= Alice K. Kurashige =

Alice K. Kurashige was the first Japanese-American woman to be commissioned in the US Marine Corps, reaching the rank of captain. She served between 1965 and 1970.

The daughter of Akira and Kyomi Kurashige of San Diego, California, Alice had two uncles who served in the Marines and was always interested in being in it. She and her family spent time in a concentration camp in Arizona during World War II where she remembers being hungry and living in shacks. After graduating from San Diego State College in 1964, she attended Officers Candidate School where she saw a female Marine for the first time in her life. She was commissioned five months after graduation.

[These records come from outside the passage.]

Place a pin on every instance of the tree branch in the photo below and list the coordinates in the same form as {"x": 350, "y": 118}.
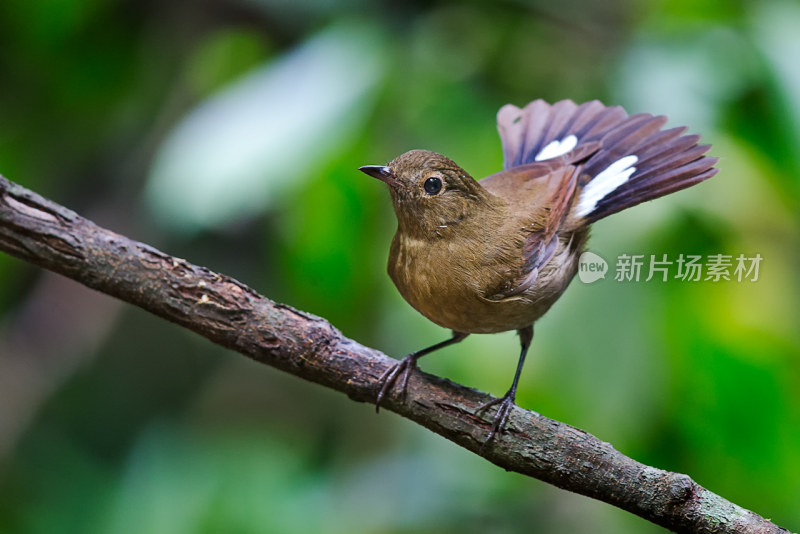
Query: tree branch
{"x": 232, "y": 315}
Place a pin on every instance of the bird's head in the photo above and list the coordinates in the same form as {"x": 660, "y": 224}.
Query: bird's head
{"x": 430, "y": 193}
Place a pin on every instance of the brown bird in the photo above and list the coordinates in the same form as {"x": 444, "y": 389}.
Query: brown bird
{"x": 493, "y": 255}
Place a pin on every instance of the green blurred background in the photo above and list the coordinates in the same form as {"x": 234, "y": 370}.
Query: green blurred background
{"x": 228, "y": 132}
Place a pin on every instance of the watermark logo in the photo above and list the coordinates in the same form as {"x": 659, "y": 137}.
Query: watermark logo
{"x": 591, "y": 267}
{"x": 686, "y": 268}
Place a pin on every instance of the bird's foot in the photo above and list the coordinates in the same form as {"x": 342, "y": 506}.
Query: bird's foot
{"x": 387, "y": 379}
{"x": 506, "y": 403}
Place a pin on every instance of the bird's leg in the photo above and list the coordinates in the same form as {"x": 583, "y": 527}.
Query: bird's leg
{"x": 506, "y": 402}
{"x": 408, "y": 363}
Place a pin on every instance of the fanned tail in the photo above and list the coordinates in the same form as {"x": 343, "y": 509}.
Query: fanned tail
{"x": 627, "y": 159}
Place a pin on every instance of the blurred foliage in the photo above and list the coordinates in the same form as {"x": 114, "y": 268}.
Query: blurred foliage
{"x": 228, "y": 132}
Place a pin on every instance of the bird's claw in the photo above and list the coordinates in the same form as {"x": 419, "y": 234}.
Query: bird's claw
{"x": 500, "y": 417}
{"x": 389, "y": 377}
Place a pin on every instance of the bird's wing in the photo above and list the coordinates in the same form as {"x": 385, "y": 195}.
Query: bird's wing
{"x": 540, "y": 231}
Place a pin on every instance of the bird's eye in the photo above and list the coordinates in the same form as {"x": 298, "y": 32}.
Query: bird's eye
{"x": 433, "y": 185}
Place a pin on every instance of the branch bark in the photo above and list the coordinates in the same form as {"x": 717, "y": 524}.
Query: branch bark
{"x": 231, "y": 314}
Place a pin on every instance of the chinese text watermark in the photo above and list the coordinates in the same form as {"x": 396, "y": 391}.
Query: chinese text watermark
{"x": 684, "y": 267}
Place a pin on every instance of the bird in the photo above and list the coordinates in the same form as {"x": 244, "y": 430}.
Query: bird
{"x": 493, "y": 255}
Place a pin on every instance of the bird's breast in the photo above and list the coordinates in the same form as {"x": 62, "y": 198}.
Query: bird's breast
{"x": 447, "y": 282}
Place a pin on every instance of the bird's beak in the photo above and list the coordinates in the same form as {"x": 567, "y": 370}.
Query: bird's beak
{"x": 381, "y": 172}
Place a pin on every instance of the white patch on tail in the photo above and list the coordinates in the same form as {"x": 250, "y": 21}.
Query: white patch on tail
{"x": 604, "y": 183}
{"x": 557, "y": 148}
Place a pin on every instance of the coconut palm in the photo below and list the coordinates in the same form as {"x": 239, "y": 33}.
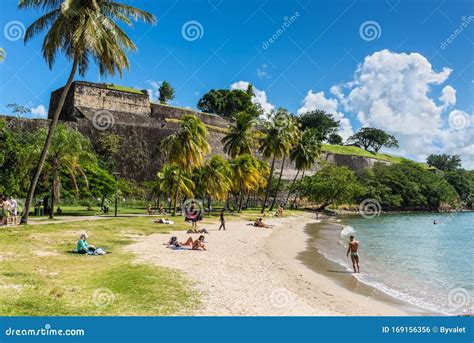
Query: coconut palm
{"x": 275, "y": 143}
{"x": 83, "y": 30}
{"x": 69, "y": 152}
{"x": 214, "y": 179}
{"x": 304, "y": 154}
{"x": 167, "y": 180}
{"x": 186, "y": 148}
{"x": 239, "y": 139}
{"x": 293, "y": 132}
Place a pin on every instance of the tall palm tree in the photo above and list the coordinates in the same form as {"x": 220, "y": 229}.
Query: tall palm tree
{"x": 215, "y": 179}
{"x": 275, "y": 143}
{"x": 186, "y": 148}
{"x": 167, "y": 180}
{"x": 69, "y": 153}
{"x": 293, "y": 132}
{"x": 246, "y": 176}
{"x": 239, "y": 139}
{"x": 304, "y": 154}
{"x": 83, "y": 30}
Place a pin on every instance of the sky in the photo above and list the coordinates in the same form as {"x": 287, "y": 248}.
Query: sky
{"x": 402, "y": 66}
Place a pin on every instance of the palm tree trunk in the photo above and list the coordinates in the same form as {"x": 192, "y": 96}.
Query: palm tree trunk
{"x": 278, "y": 184}
{"x": 176, "y": 192}
{"x": 54, "y": 185}
{"x": 47, "y": 144}
{"x": 269, "y": 184}
{"x": 291, "y": 188}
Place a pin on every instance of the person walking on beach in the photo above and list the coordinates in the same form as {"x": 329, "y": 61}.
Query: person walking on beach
{"x": 222, "y": 220}
{"x": 352, "y": 249}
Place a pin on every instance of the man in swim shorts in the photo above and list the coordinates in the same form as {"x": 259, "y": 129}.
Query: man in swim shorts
{"x": 352, "y": 249}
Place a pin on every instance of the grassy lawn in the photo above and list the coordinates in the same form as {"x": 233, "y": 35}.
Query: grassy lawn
{"x": 38, "y": 276}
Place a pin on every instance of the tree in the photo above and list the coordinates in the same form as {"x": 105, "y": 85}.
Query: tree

From November 1969 to May 1970, she was commanding officer of Women Marine Company, Headquarters Battalion at Barstow, California's Marine Corps Supply Center, along with First Lieutenant Rebecca M. Kraft, Captain Joan M. Hammond, First Lieutenant Diane L. Hamel, First Lieutenant Geraldine E. Peeler, Captain Vanda K. Brame, and First Lieutenant Linda J. Lenhart. According to Linda Cates Lacy's We Are the Marines! World War I to the Present, she was also the first woman to be assigned a Food Service Officer in the Marine Corps since World War II, after completing 12-week course in food service supervision at Fort Lee (Virginia).